Strikingly the document runs to more than 300 pages. We used to sign on for two years after which it would be necessary for the ship operator to repatriate the crew, although should the ship return to home trade waters within that period it was allowed for crew members to sign off if they wished. The act contained the regulations for the provision of allotments so that seamen’s families would be supported while they were away, and in some companies the Second Mate did the ship’s accounts and before allowing a crew member to draw money would calculate “what he had in the ship” taking the allotments into account.
There are many really interesting sections in the act, incuding some real gems.

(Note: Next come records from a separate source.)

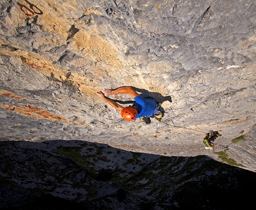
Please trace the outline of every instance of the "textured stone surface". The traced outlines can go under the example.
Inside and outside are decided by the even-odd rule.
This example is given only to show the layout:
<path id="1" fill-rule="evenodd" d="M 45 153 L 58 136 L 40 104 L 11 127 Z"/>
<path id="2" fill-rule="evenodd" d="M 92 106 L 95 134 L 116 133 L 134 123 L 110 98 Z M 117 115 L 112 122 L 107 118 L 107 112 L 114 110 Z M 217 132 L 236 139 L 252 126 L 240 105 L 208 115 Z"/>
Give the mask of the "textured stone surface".
<path id="1" fill-rule="evenodd" d="M 205 155 L 167 157 L 85 141 L 0 146 L 4 209 L 227 209 L 254 203 L 256 174 Z"/>
<path id="2" fill-rule="evenodd" d="M 2 140 L 81 140 L 218 160 L 202 139 L 221 130 L 216 151 L 228 148 L 255 170 L 255 137 L 231 141 L 255 120 L 254 1 L 23 3 L 35 15 L 1 1 Z M 157 98 L 163 120 L 185 129 L 123 120 L 95 94 L 122 85 Z"/>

Take page 89, for instance where destitute seamen are discussed, and bear in mind that this act was in force until 1998. Quote:
If any person being a native of any country in Asia or Africa, or of any island in the South Seas or the Pacific Ocean, or of any country not having a consular officer in the United Kingdom, is brought to the United Kingdom in a ship, British or foreign, as a seaman, and is left in the United Kingdom, and within six months of his being so left becomes chargeable upon the poor rate, or commits any act by reason whereof he is liable to be convicted as an idle and disorderly person, or any other act of vagrancy, the master or owner of the ship at the time of the seaman being so left as aforesaid, shall be liable to a fine not exceeding thirty pounds, unless he can show that the person left as aforesaid quitted the ship without the consent of the master, or that the master, owner or consignee, has afforded him due means of returning to his native country, or to the country in which he was shipped.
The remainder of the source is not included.